Designed by Australia-based firm Contreras Earl Architecture, with engineering and sustainability consultants Arup and Werner Sobek, the primary goal of the facility is to keep alive and nurture over 800 species of the world’s hard corals. The new building typology—a ‘living ark’—will be the only dedicated facility of its kind in the world. Through its innovative design and engineering it will create optimal conditions for coral storage while minimizing energy consumption and solar gain, Contreras Earl Architecture said in a press release.
While the corals will be the primary building user, the 6830-m2 (73,518-sf) multi-function center will also host exhibition areas, an auditorium, and classrooms as well as advanced research and laboratory facilities over four levels. Providing an important education resource for Port Douglas, the wider region, and specialists worldwide, the Living Coral Biobank will enable visitors to get up close to live specimens in aquarium displays, learn about coral ecosystems through exhibitions and events, and observe coral husbandry experts going about their daily work in a protected wet lab environment. Additionally, the facility will also have a unique 200-person function space.
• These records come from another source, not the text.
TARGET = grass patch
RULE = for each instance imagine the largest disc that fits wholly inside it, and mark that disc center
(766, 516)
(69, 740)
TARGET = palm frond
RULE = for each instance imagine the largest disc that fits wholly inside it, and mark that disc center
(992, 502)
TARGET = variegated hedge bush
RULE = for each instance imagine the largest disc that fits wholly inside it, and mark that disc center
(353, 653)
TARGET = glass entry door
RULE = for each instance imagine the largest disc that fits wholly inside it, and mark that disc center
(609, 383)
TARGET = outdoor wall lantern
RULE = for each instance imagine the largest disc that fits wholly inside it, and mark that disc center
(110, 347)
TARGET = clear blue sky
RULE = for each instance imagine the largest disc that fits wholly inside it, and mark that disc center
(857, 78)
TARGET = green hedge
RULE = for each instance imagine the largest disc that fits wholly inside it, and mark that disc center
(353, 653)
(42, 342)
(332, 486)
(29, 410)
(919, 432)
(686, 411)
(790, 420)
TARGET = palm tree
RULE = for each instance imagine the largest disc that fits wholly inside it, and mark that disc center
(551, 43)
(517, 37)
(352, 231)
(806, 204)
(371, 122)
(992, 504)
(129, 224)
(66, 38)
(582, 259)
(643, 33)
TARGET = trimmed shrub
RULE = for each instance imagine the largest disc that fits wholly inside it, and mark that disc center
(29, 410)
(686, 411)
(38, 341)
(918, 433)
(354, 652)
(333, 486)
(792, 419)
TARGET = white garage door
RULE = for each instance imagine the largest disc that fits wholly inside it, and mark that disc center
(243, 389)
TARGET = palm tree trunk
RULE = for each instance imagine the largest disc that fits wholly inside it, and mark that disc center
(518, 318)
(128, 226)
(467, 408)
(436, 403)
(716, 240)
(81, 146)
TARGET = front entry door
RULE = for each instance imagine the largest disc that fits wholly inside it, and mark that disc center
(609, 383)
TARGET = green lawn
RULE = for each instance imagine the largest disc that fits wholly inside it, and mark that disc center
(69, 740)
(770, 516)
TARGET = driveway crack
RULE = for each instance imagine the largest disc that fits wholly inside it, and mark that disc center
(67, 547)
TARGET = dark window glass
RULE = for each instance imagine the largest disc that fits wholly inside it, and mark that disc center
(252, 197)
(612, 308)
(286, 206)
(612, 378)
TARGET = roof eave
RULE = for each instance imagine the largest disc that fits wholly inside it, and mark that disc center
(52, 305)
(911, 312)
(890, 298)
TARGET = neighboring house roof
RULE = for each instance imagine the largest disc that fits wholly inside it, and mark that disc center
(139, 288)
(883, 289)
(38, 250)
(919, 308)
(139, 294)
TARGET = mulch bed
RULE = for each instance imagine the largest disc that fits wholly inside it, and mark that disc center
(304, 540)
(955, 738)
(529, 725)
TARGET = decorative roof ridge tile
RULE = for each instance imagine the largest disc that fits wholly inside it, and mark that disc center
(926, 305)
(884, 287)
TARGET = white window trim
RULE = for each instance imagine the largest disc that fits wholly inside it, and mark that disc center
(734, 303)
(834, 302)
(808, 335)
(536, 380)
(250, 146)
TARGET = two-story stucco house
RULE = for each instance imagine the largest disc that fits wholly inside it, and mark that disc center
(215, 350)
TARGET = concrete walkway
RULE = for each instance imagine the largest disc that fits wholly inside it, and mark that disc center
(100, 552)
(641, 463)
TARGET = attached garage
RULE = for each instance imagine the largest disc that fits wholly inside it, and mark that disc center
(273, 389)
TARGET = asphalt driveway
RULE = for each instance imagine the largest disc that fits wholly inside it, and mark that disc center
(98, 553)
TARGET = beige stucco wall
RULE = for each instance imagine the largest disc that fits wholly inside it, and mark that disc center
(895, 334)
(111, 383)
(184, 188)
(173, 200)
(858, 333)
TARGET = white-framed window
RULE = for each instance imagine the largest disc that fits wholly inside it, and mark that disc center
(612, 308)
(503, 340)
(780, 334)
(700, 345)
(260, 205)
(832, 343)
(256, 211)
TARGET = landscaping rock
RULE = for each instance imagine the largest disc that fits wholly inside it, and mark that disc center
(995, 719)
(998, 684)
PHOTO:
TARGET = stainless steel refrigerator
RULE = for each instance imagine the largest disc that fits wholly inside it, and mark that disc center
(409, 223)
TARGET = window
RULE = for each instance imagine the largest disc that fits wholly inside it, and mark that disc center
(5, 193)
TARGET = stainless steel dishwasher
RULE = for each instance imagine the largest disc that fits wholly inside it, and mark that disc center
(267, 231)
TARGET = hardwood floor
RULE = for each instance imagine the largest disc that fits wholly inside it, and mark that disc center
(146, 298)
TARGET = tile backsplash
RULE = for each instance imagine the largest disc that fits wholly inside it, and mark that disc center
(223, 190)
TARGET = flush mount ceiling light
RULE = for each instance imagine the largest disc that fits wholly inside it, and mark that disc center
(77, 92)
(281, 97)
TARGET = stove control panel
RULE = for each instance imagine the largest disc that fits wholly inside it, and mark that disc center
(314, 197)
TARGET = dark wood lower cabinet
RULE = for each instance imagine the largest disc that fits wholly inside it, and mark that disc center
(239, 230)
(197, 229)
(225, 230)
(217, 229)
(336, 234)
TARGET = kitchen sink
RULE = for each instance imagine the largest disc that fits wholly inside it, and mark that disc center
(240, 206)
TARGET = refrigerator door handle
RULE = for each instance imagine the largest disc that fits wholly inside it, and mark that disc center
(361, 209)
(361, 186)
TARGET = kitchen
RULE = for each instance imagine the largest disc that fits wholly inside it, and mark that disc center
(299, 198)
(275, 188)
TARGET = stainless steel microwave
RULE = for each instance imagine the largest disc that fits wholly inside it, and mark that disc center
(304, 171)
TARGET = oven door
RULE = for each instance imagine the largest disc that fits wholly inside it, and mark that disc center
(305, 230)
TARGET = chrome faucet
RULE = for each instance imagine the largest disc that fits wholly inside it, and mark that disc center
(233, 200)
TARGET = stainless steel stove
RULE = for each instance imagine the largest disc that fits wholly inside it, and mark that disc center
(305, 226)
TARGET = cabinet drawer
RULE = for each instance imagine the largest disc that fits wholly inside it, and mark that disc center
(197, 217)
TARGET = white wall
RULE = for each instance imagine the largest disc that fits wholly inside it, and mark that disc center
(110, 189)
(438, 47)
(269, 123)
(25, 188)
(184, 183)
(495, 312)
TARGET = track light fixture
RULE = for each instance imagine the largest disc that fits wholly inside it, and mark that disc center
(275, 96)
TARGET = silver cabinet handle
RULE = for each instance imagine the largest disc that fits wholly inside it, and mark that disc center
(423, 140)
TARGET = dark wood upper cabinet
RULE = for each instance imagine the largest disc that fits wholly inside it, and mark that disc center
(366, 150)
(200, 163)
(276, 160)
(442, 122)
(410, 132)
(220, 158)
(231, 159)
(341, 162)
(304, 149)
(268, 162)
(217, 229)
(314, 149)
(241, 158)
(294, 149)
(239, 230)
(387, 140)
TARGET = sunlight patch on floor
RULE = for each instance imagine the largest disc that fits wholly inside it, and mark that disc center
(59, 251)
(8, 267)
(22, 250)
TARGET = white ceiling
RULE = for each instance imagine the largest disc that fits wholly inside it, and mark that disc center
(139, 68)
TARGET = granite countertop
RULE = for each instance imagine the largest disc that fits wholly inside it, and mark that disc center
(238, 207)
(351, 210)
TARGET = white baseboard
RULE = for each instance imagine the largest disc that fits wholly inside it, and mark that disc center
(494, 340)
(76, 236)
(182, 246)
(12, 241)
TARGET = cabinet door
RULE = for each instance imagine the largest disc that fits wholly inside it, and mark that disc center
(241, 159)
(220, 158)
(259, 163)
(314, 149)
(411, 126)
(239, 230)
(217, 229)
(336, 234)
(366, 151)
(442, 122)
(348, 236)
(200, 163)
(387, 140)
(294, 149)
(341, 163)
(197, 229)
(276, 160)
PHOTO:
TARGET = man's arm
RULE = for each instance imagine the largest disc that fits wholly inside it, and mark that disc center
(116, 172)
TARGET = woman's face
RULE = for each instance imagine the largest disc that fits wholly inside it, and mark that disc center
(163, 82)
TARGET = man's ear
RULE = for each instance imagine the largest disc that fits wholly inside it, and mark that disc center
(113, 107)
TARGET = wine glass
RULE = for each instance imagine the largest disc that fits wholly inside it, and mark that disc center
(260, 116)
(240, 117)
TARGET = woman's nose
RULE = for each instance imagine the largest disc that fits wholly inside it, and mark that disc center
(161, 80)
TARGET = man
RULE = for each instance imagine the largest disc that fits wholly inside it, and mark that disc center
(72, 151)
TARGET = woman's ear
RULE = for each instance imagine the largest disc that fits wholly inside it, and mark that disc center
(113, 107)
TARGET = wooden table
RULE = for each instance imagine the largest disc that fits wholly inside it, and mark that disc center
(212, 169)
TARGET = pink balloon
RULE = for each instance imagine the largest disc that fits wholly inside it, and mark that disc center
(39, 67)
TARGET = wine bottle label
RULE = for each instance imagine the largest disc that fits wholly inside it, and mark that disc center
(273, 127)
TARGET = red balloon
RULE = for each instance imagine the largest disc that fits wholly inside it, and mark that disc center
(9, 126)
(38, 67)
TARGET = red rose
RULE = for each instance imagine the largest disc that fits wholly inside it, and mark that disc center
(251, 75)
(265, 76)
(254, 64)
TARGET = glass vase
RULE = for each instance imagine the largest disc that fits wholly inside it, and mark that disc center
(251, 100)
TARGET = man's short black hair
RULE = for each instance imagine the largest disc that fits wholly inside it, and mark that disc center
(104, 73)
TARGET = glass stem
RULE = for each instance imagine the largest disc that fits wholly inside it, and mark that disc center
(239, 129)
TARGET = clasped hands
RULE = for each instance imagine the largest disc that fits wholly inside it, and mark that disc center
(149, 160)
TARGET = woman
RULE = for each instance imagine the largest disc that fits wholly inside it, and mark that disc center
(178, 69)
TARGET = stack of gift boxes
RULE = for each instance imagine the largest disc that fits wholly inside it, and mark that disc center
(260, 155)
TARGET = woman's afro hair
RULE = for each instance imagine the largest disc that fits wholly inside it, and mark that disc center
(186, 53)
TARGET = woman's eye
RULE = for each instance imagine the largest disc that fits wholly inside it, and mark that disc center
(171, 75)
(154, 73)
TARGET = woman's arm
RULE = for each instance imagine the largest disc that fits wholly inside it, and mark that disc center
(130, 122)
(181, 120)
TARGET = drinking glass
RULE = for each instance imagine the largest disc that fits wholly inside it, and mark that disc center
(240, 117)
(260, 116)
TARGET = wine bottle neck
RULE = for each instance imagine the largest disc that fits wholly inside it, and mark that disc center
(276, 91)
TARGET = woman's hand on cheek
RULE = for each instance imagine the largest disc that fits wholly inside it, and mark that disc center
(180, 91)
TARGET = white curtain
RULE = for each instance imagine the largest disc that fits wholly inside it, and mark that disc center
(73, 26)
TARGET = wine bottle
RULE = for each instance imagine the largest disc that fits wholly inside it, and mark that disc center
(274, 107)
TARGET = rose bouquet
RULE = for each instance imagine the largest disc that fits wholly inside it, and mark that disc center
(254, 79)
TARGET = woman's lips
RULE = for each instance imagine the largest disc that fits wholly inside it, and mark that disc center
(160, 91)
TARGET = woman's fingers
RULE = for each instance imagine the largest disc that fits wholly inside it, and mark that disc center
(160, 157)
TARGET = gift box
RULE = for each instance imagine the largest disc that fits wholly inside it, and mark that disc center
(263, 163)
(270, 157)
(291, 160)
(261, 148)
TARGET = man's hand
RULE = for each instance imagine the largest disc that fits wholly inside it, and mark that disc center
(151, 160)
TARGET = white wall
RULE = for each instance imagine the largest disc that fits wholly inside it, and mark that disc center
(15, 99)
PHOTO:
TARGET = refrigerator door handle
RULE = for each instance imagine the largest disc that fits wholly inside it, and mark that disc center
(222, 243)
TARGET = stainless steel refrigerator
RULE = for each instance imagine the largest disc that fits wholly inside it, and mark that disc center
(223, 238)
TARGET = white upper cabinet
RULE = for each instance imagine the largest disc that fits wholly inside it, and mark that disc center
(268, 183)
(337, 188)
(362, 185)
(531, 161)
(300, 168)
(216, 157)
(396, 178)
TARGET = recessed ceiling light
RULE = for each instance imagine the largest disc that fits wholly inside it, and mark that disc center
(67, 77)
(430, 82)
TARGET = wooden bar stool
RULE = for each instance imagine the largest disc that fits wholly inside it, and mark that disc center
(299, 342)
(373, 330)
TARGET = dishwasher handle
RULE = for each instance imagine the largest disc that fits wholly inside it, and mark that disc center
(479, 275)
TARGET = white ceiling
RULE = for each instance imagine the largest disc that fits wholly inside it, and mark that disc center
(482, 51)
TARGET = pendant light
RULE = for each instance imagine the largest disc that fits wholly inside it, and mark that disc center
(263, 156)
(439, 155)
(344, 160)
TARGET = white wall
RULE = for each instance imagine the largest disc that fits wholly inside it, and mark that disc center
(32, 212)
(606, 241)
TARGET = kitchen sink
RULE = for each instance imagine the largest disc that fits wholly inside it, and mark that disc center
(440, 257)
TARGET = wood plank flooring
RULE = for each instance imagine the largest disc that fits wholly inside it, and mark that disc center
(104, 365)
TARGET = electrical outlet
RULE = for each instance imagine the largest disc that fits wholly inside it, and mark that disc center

The building’s sculptural form is inspired by the ‘mushroom’ coral—a hard coral identified by distinctive protective radial fins. The Living Coral Biobank’s façade is conceived as a series of organic undulating concrete fins clustered closely at ground level to offer protection from adverse tropical conditions including threats of flood. As they progress upward, the fins twist and unfurl, allowing natural light and ventilation of the upper levels while providing solar shading. The fins pull apart progressively toward Level 4 to provide a culminating visitor experience of a naturally lit exhibition and education space.
The morphology also responds to the need to conserve the corals at lower building levels in a highly controlled environment as well as the requirement for biosecurity to prevent cross-contamination. Contreras Earl Architecture is collaborating with Arup and Werner Sobek to integrate a holistic sustainable strategy that reduces energy consumption by tactically dividing the building into six compatible climate zones over four levels, with adjacencies minimizing energy resource use for climatic control. Aspiring to the biosystems of the coral reefs themselves, the building will aim to be self-sufficient and carbon neutral.
Architectural manipulation of light plays a significant role in defining the visitor journey. The experience begins at the entry plaza—a terraced forum space, providing transition space from the humid tropical heat of surrounding landscaped gardens and continues via a grand stair to the Level 2 Central Viewing Platform, where visitors can observe the wet lab specimen tanks in a protected environment below. Public spaces across the building’s main levels are visually connected through a central atrium, with the illumination generating a surreal atmosphere through the building’s levels much like the depths of the sea. At lower levels, brightness and color is introduced through reflections from the wet lab tanks, while cool light emanates from aquarium tanks positioned on Level 3. The fluorescence of the corals also contributes to the experience. Guests attending evening events and conferences will be surrounded by glowing coral species in the only function space of its kind.
This project has been developed in collaboration with the Great Barrier Reef Legacy and some of the world’s best scientific minds and educators.